EC2 Subnet Auto-Assigns Public IPs
ec2-subnet-auto-public-ip
What this rule checks
Detects AWS::EC2::Subnet resources with MapPublicIpOnLaunch=true. Instances launched into the subnet inherit a public IP by default, which makes them internet-reachable without an explicit opt-in at the ENI level.
How to fix it
- 1Set MapPublicIpOnLaunch to false unless this is intentionally a public subnet
- 2Have instances opt into a public IP via the ENI configuration when needed
- 3Use VPC endpoints / NAT for outbound access from private subnets
import { App, Stack } from 'aws-cdk-lib';
import { Construct } from 'constructs';
import * as ec2 from 'aws-cdk-lib/aws-ec2';
const vpc = new ec2.CfnVPC(this, 'Vpc', { cidrBlock: '10.0.0.0/16' });
// FLAGGED: every instance launched here inherits a public IP.

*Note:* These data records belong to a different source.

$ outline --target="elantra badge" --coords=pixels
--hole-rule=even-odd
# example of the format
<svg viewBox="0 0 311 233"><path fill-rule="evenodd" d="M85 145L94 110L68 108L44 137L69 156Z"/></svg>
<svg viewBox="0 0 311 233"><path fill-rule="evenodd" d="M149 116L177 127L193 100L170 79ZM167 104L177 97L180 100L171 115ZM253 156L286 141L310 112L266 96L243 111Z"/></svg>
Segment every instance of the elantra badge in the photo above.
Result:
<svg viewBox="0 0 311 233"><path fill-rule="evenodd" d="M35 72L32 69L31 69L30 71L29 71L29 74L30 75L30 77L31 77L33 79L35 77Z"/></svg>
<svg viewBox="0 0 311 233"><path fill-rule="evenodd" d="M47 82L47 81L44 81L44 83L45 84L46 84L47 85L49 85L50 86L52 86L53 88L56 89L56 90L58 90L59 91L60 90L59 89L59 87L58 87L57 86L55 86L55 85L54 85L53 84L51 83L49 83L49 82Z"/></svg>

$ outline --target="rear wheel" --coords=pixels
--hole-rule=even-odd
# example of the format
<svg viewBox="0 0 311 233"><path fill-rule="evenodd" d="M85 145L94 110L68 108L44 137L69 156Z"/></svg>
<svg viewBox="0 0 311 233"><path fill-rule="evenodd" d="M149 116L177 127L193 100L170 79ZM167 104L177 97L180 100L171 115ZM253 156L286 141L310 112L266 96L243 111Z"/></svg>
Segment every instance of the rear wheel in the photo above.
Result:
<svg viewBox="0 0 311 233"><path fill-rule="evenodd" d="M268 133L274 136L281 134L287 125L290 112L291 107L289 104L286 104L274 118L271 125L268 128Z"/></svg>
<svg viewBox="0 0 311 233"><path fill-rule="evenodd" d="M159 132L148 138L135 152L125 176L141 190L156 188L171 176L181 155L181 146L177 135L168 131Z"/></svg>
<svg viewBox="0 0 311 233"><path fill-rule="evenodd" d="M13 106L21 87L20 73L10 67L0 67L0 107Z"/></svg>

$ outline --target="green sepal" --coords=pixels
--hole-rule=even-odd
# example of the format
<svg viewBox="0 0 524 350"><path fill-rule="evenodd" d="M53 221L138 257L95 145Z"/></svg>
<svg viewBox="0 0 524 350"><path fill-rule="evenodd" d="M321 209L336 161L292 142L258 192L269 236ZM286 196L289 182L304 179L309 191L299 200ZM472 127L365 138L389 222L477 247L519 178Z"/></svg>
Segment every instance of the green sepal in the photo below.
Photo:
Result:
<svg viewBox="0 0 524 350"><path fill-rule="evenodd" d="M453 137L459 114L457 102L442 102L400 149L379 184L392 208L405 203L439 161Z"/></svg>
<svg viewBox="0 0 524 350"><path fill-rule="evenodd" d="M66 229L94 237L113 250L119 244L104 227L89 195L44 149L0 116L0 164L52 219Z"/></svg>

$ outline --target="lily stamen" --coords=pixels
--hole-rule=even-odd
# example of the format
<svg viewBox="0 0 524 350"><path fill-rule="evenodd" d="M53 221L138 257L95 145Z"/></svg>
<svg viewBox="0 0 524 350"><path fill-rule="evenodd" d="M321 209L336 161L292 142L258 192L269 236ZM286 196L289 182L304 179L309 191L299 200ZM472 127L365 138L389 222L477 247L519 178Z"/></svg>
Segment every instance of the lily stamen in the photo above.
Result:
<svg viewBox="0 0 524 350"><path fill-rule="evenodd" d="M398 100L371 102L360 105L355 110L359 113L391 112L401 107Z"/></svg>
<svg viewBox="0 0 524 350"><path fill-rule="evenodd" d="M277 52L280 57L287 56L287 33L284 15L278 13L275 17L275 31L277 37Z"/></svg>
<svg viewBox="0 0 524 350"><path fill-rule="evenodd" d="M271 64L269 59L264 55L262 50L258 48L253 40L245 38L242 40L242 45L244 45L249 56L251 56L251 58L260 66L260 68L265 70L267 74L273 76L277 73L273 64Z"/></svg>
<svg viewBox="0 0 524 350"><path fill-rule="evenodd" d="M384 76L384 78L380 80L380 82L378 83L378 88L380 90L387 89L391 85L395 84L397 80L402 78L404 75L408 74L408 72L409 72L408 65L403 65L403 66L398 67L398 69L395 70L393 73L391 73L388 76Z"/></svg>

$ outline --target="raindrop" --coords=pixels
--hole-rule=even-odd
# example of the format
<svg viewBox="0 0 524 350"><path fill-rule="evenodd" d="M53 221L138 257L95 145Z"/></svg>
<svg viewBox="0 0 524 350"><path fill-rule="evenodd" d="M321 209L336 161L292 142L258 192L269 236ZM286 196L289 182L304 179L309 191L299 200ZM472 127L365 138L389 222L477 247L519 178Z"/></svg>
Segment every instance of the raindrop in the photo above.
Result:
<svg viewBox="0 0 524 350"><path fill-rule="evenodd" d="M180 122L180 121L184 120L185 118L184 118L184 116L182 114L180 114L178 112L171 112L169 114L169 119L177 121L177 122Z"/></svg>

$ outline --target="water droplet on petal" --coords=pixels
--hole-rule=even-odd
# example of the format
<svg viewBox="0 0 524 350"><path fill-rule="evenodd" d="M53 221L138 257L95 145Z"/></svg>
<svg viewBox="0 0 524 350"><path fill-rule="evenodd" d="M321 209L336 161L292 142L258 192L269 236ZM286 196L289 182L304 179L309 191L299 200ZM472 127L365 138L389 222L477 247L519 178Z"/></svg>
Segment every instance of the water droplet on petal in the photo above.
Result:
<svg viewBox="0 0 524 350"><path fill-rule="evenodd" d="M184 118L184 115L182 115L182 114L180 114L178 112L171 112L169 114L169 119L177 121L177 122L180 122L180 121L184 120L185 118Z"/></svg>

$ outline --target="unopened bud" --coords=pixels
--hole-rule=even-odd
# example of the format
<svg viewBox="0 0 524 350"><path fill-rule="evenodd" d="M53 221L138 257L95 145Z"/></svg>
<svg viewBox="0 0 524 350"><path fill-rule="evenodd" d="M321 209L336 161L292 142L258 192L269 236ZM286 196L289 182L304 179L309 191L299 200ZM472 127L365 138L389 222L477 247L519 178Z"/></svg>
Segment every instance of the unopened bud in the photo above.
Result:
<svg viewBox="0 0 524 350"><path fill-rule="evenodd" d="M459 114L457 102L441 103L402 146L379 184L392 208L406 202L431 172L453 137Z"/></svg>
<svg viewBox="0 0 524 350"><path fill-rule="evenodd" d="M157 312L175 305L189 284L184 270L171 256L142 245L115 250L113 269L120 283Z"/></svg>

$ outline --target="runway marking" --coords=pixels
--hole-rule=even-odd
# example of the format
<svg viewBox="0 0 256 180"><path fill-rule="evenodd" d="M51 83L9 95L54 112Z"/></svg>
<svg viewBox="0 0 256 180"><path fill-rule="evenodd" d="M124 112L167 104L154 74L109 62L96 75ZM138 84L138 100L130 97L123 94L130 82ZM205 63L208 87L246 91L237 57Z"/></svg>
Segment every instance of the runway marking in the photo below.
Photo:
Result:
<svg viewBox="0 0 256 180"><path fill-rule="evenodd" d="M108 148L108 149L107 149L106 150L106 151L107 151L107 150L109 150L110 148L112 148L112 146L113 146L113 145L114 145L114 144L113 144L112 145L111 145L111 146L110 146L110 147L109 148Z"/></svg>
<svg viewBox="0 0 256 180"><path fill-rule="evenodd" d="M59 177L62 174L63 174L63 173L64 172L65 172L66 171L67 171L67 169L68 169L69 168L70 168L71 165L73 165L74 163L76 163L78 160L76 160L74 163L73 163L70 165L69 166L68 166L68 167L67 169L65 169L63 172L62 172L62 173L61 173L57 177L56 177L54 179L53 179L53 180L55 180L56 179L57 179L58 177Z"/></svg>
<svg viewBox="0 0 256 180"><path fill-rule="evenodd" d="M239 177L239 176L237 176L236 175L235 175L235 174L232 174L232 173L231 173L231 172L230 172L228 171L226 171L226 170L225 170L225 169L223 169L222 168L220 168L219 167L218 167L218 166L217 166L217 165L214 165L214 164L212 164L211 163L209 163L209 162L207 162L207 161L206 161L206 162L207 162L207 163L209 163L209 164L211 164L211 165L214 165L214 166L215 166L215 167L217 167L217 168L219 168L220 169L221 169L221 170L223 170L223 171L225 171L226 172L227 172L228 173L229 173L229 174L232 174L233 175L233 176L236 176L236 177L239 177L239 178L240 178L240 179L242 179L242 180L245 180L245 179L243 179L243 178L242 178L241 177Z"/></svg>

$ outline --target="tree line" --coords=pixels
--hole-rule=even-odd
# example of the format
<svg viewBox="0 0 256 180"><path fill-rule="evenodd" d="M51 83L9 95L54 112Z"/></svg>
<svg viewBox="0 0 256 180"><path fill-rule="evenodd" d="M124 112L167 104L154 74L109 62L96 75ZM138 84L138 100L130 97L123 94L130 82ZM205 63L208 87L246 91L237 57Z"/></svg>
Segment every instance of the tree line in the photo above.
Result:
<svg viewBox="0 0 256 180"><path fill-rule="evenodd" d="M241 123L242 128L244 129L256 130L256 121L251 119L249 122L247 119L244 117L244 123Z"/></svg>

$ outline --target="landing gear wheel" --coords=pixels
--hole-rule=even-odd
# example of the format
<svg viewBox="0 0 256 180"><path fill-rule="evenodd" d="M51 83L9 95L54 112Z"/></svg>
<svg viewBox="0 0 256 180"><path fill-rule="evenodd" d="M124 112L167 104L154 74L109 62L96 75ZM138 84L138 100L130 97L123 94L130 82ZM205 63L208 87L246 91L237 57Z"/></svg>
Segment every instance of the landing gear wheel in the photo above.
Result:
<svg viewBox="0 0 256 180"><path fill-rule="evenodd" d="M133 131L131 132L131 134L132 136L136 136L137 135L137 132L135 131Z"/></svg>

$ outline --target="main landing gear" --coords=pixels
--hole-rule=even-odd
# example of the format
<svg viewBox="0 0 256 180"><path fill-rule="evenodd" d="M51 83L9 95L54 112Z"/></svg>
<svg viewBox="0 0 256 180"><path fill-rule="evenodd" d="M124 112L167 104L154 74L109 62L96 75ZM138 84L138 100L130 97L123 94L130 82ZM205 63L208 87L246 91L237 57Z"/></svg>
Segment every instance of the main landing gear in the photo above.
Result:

new ec2.CfnSubnet(this, 'Subnet', {
vpcId: vpc.ref,
cidrBlock: '10.0.1.0/24',
mapPublicIpOnLaunch: true,
});import { App, Stack } from 'aws-cdk-lib';
import { Construct } from 'constructs';
import * as ec2 from 'aws-cdk-lib/aws-ec2';
const vpc = new ec2.CfnVPC(this, 'Vpc', { cidrBlock: '10.0.0.0/16' });
// FIXED: subnet keeps the safe default (no auto-assigned public IPs).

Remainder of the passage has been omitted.